The artists—Gunilla Klingberg, Virgil Marti, Paul Morrison,
Betsabeé Romero, and Regina Silveira—have created
new works or re-imagined existing pieces that reflect the
renewed interest in the creative potential of printmaking
strategies traditionally used for patterning, wallpaper, and
fabrics when applied to contemporary artistic practice.
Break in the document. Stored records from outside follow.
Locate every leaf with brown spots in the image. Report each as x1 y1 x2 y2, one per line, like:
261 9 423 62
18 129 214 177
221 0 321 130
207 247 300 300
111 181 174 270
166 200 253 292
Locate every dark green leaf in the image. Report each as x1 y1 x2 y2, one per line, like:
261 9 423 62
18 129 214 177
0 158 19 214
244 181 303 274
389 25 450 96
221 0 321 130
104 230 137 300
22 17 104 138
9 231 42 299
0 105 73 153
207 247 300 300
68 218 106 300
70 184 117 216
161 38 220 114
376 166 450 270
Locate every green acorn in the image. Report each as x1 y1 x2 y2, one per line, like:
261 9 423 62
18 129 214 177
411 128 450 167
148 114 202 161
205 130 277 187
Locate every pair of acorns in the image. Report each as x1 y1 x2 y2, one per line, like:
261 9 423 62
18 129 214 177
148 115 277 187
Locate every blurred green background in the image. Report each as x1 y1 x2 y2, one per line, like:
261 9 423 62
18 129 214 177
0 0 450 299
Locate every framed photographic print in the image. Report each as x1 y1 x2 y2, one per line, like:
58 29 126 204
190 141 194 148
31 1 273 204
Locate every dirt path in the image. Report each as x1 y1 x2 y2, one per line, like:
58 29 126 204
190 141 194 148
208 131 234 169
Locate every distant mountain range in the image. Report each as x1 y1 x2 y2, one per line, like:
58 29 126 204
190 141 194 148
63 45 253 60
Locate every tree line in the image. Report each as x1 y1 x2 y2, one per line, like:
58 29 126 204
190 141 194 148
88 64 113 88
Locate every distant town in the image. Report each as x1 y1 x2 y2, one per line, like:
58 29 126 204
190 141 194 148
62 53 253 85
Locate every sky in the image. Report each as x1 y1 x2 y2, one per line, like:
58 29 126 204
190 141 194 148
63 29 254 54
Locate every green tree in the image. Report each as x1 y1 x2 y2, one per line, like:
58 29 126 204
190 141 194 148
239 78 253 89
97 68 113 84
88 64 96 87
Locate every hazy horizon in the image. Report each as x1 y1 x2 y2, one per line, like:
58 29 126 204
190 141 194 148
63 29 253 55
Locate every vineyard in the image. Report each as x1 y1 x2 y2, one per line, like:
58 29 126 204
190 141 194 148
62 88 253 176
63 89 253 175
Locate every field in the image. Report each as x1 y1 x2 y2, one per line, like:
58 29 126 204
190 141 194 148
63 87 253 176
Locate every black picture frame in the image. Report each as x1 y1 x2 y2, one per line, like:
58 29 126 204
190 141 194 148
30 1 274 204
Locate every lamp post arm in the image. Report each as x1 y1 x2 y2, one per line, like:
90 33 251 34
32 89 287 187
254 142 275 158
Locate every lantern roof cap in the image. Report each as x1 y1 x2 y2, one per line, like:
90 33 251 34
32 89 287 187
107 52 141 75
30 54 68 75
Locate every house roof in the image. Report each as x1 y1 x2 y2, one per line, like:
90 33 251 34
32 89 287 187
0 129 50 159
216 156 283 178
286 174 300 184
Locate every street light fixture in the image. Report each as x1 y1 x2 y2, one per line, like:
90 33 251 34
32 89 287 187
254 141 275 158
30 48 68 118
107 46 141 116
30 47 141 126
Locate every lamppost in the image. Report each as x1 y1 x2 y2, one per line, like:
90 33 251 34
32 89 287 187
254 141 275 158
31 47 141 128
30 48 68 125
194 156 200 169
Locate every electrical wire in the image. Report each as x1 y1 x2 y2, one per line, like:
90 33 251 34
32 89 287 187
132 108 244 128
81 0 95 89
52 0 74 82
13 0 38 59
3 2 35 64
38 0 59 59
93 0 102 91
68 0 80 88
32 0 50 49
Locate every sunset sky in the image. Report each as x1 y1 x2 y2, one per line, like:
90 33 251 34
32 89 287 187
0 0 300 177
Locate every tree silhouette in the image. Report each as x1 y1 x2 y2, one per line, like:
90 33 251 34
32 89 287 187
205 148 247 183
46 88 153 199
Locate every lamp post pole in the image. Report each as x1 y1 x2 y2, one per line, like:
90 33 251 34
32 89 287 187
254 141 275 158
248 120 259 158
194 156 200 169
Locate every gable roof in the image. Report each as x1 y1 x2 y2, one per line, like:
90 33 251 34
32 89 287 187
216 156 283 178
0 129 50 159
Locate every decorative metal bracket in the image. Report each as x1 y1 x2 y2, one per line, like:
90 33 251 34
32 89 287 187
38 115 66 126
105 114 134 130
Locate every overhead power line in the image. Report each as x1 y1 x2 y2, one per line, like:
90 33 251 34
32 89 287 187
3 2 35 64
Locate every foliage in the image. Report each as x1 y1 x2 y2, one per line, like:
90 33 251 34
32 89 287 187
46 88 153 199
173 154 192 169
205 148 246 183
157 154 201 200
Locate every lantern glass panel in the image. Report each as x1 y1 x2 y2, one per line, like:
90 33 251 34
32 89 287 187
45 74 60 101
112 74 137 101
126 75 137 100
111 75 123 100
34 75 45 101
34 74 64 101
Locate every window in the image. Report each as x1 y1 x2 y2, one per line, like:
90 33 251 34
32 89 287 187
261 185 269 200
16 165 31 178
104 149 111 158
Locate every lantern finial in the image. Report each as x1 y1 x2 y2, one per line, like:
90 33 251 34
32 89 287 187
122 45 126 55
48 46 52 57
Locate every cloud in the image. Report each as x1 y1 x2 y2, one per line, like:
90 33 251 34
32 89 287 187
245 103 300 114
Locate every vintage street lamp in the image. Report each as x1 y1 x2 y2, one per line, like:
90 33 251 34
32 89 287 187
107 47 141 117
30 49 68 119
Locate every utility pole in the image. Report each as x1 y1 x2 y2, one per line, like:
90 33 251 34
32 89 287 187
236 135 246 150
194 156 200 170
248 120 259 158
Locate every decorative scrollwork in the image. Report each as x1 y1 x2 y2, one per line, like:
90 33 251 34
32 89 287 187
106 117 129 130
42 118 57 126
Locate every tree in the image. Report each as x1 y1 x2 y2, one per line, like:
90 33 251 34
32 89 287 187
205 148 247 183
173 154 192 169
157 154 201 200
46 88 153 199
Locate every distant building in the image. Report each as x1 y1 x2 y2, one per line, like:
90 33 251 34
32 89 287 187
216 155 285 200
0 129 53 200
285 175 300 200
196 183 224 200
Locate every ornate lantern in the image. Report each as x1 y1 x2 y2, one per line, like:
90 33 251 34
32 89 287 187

The environmentally scaled projects wrap walls, cover floors,
and obscure windows, transforming the gallery spaces: Gunilla
Klingberg’s patterned vinyl spans the windows across
the college entrance; Betsabeé Romero’s imprinted
tire tracks and carved tires line the walls of Graham Gallery;
Regina Silveira’s bold patterns swarm across the floors
and climb the walls of the Goldie Paley Gallery; Virgil Marti’s
reflective wallpaper illuminates the Window on Race Street
by day and night; and Paul Morrison’s 40-foot-long boldly
graphic outdoor mural extends the exhibition into the immediate
community.
The
Graphic Unconscious is the core exhibition of
Philagrafika 2010 Works by 35 artists from 18
countries are displayed across five venues: Moore College
of Art & Design; Pennsylvania Academy of the Fine Arts
(PAFA); Philadelphia Museum of Art; The Print Center; and
Temple Gallery, Tyler School of Art, Temple University; with
significant installations by different artists on view at
each site. The Graphic Unconscious explores the ubiquitous
presence of printed matter in our visual culture and how concepts
like accessibility, democratization, dissemination and transience
inform diverse contemporary art practices while expanding
the realm of printmaking itself. Exposing the print component
in sculptural, environmental, performance, pictorial and video
works, and highlighting their relevance to contemporary art,
is the goal of The Graphic Unconscious.